VARIATIONS THAT ACTUALLY WORK

  • Swap ham for prosciutto or pancetta: More flavor, more finesse.
  • Add pickled jalapeños: Fire + acid = bold counter to the sweet.
  • Drizzle hot honey post-bake: If you want a sticky-sweet kick (tested it—it slaps).

PRO TIPS THAT CHANGE THE GAME

  • Use a preheated pizza stone or steel. Instant crust rise and no soggy bottoms.
  • Dry the pineapple cubes before using. Less moisture = better browning.
  • Stretch, don’t roll the dough. It holds the air bubbles that give that chewy puff.
  • Bake on parchment the first time. Makes sliding onto the rack or stone less stressful.

STORAGE + LEFTOVER MOVES

Fridge: 2 days, airtight
Reheat: 200°C (400°F) for 5–7 minutes in the oven or 3 mins in the air fryer
Cold pizza status: High. The creamy base holds up.

Leftover magic:

  • Fold into a panini
  • Chop and toss onto a salad (yes, really)
  • Dice and load into a frittata with extra cheese

FREQUENTLY ASKED QUESTIONS

Q: Can I use canned pineapple?
A: You can, but it’ll be wetter and less flavorful. Fresh > Always.

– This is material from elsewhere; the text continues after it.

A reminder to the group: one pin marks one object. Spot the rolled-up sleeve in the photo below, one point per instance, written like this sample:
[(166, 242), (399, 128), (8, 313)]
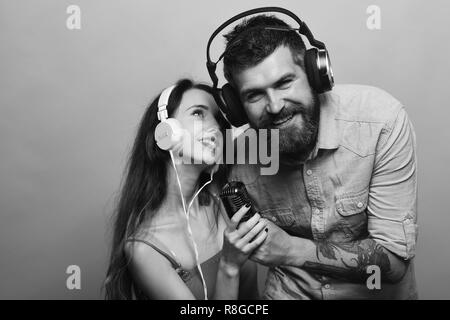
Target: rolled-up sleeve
[(392, 206)]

Q: Is there a sauce alternative to Parmigiano cream?
A: Ricotta or light béchamel works. But honestly, the cream is the MVP.

Q: Can I make this vegetarian?
A: Totally—skip the ham and add roasted red pepper or mushroom for savory balance.

Q: Do pineapple haters ever convert?
A: Only if the pineapple is fresh, the bake is hot, and the toppings are balanced.

Try More Recipes:

Gordon Ramsay Pineapple Pizza Recipe

Recipe by AvaCourse: DinnerCuisine: ItalianDifficulty: Easy
Servings

2

servings
Prep time

15

minutes
Cooking time

10

minutes
Calories

204

kcal

Tangy pineapple, savory ham, sharp cheese, and a creamy Parmigiano base—aka the pineapple pizza that might convert the haters.

Ingredients

  • 250g Neapolitan pizza dough

  • 50g Parmigiano Reggiano, grated

  • 50g Gorgonzola (or goat cheese), broken up

  • 100g mozzarella, torn

  • 2 slices ham off the bone

  • 2 pineapple rings, diced

  • 250ml water

  • 50g flour (for dusting)

Directions

  • Let dough rest. Stretch into round on floured surface.
  • Mix Parm and water to make a smooth cream.
  • Spread cream on dough. Add cheese, ham, pineapple.
  • Bake at 250°C (480°F) for 7–10 mins (or in pizza oven 45 sec).
  • Finish with chili flakes or basil. Serve hot.

Notes

  • Use a preheated pizza stone or steel. Instant crust rise and no soggy bottoms.
  • Dry the pineapple cubes before using. Less moisture = better browning.
  • Stretch, don’t roll the dough. It holds the air bubbles that give that chewy puff.
  • Bake on parchment the first time. Makes sliding onto the rack or stone less stressful.